I don’t watch Girls (or anything else with, from, or about Lena Dunham), but I was still interested in Silpa Kovvali’s take on Lena Dunham and privilege.
The clear implication is that Girls is an origin tale of sorts, chronicling what life was like for Dunham before she got it together and made it big. But in reality, Dunham and her castmates, all of comparable pedigree, are by and large playing characters far less privileged than they are. AtGirls‘s worst moments, the show veers dangerously close to mocking people poorer than her. Its most prominent theme — Hannah’s irresponsibility, laziness, and self-satisfaction — seems less a systemic critique of unpaid creative internships than an allegation that middle class kids who wish to pursue the same career paths as their upper class friends are spoiled and bratty. In a particularly grating scene, Hannah’s mother shrilly screams that she is cutting her daughter off because she wants a lake house. But it is simply good parenting for members of the middle class to steer their children away from fields that don’t promise a steady income. They don’t have the luxury of supporting their children forever, even if they’re willing to forego their desire to “sit by a fucking lake.”

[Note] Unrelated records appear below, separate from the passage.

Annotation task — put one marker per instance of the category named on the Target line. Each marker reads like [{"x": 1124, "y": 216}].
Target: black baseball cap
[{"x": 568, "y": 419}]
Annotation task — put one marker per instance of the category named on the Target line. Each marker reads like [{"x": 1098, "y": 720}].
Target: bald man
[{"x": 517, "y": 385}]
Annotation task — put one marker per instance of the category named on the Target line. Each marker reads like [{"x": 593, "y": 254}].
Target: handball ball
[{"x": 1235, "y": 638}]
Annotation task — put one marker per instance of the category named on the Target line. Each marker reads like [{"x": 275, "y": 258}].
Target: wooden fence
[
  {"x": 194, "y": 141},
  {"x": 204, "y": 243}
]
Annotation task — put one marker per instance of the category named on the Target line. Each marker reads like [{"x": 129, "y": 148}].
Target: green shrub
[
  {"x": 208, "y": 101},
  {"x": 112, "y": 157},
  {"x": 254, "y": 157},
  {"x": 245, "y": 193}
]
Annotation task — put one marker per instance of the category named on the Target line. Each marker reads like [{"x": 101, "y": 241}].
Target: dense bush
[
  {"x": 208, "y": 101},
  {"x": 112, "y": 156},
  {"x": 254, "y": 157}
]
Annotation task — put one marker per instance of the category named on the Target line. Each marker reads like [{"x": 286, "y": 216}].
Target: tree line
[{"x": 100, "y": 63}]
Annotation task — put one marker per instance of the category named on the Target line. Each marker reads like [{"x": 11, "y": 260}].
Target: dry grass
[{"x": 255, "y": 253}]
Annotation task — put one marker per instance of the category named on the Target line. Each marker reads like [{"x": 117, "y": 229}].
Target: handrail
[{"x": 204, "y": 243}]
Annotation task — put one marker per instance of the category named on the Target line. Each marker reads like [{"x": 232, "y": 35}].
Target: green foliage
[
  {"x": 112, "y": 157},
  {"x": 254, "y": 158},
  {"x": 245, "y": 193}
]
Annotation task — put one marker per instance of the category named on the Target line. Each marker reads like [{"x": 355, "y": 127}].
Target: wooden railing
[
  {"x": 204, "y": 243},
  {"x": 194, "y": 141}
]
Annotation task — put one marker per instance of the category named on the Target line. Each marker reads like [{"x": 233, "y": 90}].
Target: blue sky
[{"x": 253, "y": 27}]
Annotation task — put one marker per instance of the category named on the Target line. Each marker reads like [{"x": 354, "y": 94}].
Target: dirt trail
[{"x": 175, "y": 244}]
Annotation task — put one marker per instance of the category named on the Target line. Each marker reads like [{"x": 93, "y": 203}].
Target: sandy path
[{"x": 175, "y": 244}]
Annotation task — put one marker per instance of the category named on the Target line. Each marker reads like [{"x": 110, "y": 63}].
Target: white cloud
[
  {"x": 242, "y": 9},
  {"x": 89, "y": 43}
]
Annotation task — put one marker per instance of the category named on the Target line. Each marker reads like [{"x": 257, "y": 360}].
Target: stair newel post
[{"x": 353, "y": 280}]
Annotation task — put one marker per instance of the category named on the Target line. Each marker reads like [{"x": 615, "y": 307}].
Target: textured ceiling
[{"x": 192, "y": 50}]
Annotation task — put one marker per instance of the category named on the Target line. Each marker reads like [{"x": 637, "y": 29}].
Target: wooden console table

Yet when asked about what distinguishes her from Hannah, Dunham shows no comprehension of the degree to which privilege can drive life choices. Frighteningly, she sees herself as less entitled than her on-screen counterpart, whose parents revoke their financial support in the series’s opening scene. “I’m sure that I’ve had some really unattractive, spoiled moments in my years, but I’ve never — that conversation that Hannah had has never happened to me, in large part because when I graduated from college, my parents let me live with them, but they made it really clear that they weren’t going to support any of my endeavors,” she told NPR. One wonders precisely what the starlet thinks supporting oneself means. The most glaring differences between Dunham and her character seem to be that she is far wealthier, better-connected, and has parents who live in Manhattan.
I’ve been reading more and more about privilege and class issues over the last couple of years, and this is one of the more interesting pieces I’ve read.